How to Attract Employers’ Attention?
In order to make sure your resume gets read you have to ensure hiring authorities don’t put it away after the first look at it. There are some job seekers who believe that how their resume looks is not important at all because they are hired not for the design and formatting skills, but for actual experience and qualifications. While that is true (companies are looking for professionals) you have to keep in mind that hiring managers are quite busy people who don’t want to waste their time on things that don’t matter to them. A resume that is poorly formatted for them often means that a candidate didn’t care much to spend more time and develop a CV that would make the work of an HR manager easier. It is just so much easier to look for specific information in a well-structured and properly formatted document as opposed to chaotic and messy one.

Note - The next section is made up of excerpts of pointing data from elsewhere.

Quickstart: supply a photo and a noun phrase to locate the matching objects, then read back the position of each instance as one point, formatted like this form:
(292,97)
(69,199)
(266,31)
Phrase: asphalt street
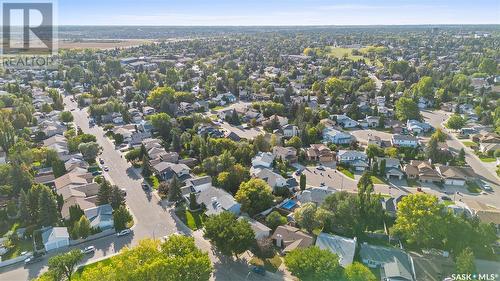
(152,220)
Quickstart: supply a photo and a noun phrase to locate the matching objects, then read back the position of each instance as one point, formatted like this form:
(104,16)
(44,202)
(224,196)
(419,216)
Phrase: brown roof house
(289,238)
(320,153)
(453,175)
(76,189)
(285,153)
(422,170)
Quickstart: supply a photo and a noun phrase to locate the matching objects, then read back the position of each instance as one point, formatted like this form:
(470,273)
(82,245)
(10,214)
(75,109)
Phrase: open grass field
(101,44)
(339,52)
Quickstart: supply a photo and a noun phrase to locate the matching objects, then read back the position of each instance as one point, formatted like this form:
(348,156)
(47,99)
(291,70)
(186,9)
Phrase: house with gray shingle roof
(343,247)
(394,263)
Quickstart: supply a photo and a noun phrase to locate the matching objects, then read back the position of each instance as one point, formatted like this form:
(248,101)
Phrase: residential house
(320,153)
(45,176)
(200,183)
(315,194)
(273,179)
(289,238)
(285,153)
(100,216)
(486,138)
(345,121)
(337,137)
(54,238)
(417,127)
(290,131)
(372,121)
(344,248)
(263,159)
(404,141)
(261,231)
(393,263)
(59,144)
(217,200)
(489,147)
(421,170)
(166,170)
(453,175)
(76,189)
(374,140)
(356,159)
(392,167)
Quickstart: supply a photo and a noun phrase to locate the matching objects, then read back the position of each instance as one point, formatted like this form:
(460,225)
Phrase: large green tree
(254,196)
(406,109)
(63,266)
(228,234)
(311,264)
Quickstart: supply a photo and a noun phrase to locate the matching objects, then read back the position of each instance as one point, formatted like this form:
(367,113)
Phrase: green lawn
(270,264)
(154,181)
(78,274)
(21,246)
(469,143)
(487,159)
(194,220)
(339,52)
(473,187)
(412,182)
(377,180)
(346,172)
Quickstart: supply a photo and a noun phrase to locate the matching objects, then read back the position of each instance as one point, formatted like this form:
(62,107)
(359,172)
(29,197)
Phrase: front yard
(19,246)
(270,264)
(193,219)
(346,172)
(377,180)
(473,187)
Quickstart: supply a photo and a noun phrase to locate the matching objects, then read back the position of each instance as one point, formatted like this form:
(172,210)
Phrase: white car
(486,186)
(124,232)
(88,250)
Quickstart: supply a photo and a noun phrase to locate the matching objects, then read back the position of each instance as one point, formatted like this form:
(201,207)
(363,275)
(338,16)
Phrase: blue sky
(277,12)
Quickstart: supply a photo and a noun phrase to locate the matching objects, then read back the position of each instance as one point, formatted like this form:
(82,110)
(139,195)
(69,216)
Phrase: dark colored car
(258,269)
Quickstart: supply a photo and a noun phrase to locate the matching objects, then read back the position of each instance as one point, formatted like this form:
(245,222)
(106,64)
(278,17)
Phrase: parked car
(124,232)
(259,270)
(88,250)
(32,260)
(486,186)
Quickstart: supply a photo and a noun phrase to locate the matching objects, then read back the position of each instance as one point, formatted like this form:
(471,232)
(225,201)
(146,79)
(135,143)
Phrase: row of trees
(177,258)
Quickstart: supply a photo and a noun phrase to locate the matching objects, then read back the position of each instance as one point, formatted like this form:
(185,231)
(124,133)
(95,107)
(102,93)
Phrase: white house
(55,238)
(290,131)
(100,216)
(337,137)
(273,179)
(263,159)
(346,121)
(200,183)
(404,141)
(261,231)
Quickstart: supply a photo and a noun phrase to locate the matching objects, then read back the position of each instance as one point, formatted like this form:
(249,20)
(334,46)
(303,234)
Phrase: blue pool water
(289,205)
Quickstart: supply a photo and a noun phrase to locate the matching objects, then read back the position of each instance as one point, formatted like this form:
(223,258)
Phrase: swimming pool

The first thing you have to remember when you sit down to write your own resume is that you will be writing it for the hiring authorities, not for yourself. So if you like essays or something similar exclude this option. You need to give information in portions and structured so that it would be clear to employers where to look for education, employment history or set of skills. It is better if you divide your resume into sections (those should be separated by headers and white space). After you do that make sure the text within each section is properly organized. It is better if you list your accomplishments or responsibilities in bullets (don’t go over 5-6 bullet points for one employment) – this way it is more convenient for the reader’s eye.
Now about the design of your resume. We are persuaded that you have to keep it simple; we tend to believe that candidates with conservative black and white resumes have more chances on getting an interview invitations. So unless you applying for a professional designer position you better stick to simple black and white style. Experimenting on your resume isn’t a good idea as most of the experiments don’t end up very well in this sphere.